实体识别 Named Entity Recognition
实体识别是识别出文本中具有特定意义的实体,其常有三种分类:
- 实体类: 人名、地名、机构名、商品名、商标名等等
- 时间类: 日期、时间
- 数字类: 生日、电话号码、QQ号码等等
实体识别的方法也可以分为三种:
- 基于规则 Linguistic grammar-based techniques
基于语言语法的技术主要是用规则的方法,在工程的实现方面上的应用就是写很多的正则表达(RegEx),这种方式可以解决部分时间类、和数字类命名实体的识别。 - 统计学习 Statistical models
统计的方法目前主要是HMM和CRF模型,也是当前比较成熟的方式。 - 深度学习 Deep Learning models
深度学习的方法是目前最为流行的方式,特别是RNN系列的DL模型,其可以吸收到更多的文本语义信息,其效果是当前最好的。
polyglot实体识别的训练语料来源于维基百科(WIKI),其训练好的模型并没有初次安装,需要下载相应的模型。polyglot支持40种语言的实体类(人名、地名、机构名)的识别。
>>> from polyglot.downloader import downloader >>> print(downloader.supported_languages_table("ner2", 3)) 1. Polish 2. Turkish 3. Russian 4. Indonesian 5. Czech 6. Arabic 7. Korean 8. Catalan; Valencian 9. Italian 10. Thai 11. Romanian, Moldavian, ... 12. Tagalog 13. Danish 14. Finnish 15. German 16. Persian 17. Dutch 18. Chinese 19. French 20. Portuguese 21. Slovak 22. Hebrew (modern) 23. Malay 24. Slovene 25. Bulgarian 26. Hindi 27. Japanese 28. Hungarian 29. Croatian 30. Ukrainian 31. Serbian 32. Lithuanian 33. Norwegian 34. Latvian 35. Swedish 36. English 37. Greek, Modern 38. Spanish; Castilian 39. Vietnamese 40. Estonian
模型下载
下载英文和中文实体识别的模型
$ python >>> import polyglot >>> !polyglot download ner2.en ner2.zh embeddings2.zh embeddings2.en [polyglot_data] Downloading package ner2.en to [polyglot_data] Downloading package ner2.zh to [polyglot_data] Downloading package embeddings2.zh to [polyglot_data] Downloadinuserackage embeddings2.en to [polyglot_data] /home/user/polyglot_data...
Example
导入依赖
>>> from polyglot.text import Text
实体识别
>>> Text(text_cn).entities [I-ORG([u'东京'])] >>> Text(text_en).entities) [I-LOC([u'Tokyo'])] >>> Text(text_mixed).entities) [I-ORG([u'东京'])]

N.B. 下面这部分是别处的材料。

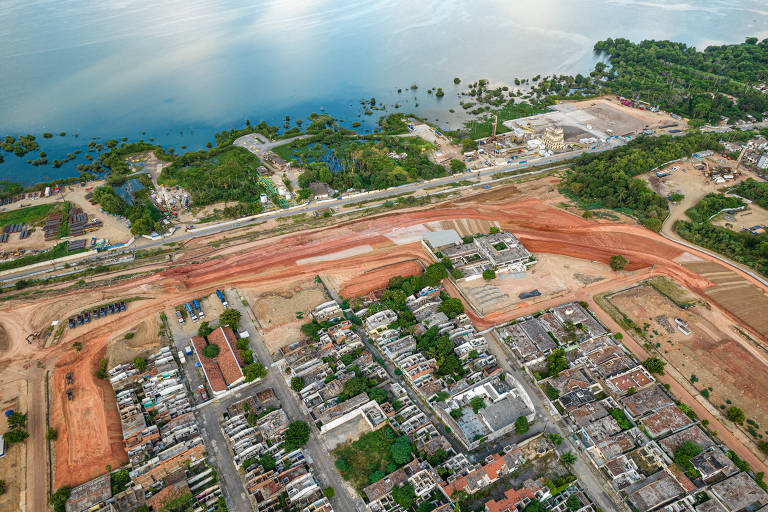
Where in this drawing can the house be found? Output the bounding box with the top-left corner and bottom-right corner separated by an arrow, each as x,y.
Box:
485,478 -> 550,512
620,386 -> 675,418
709,473 -> 768,512
64,473 -> 112,512
691,448 -> 739,482
309,181 -> 335,199
641,405 -> 693,438
625,471 -> 685,510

词性标注 Part of Speech Tagging
词性标注是对分词单元作相应的词性标记,其常用的标记包括:
- 形容词 ADJ: adjective
- 介词 ADP: adposition
- 副词 ADV: adverb
- 辅助动词 AUX: auxiliary verb
- 连词 CONJ: coordinating conjunction
- 限定词 DET: determiner
- 感叹词 INTJ: interjection
- 名词 NOUN: noun
- 数字 NUM: numeral
- 代词 PRON: pronoun
- 名词代词 PROPN: proper noun
- 标点符号 PUNCT: punctuation
- 从属连词 SCONJ: subordinating conjunction
- 符号 SYM: symbol
- 动词 VERB: verb
- 其他 X: other
polyglot训练词性标注的语料来源于CONLL数据集,其支持16种语言,不支持中文。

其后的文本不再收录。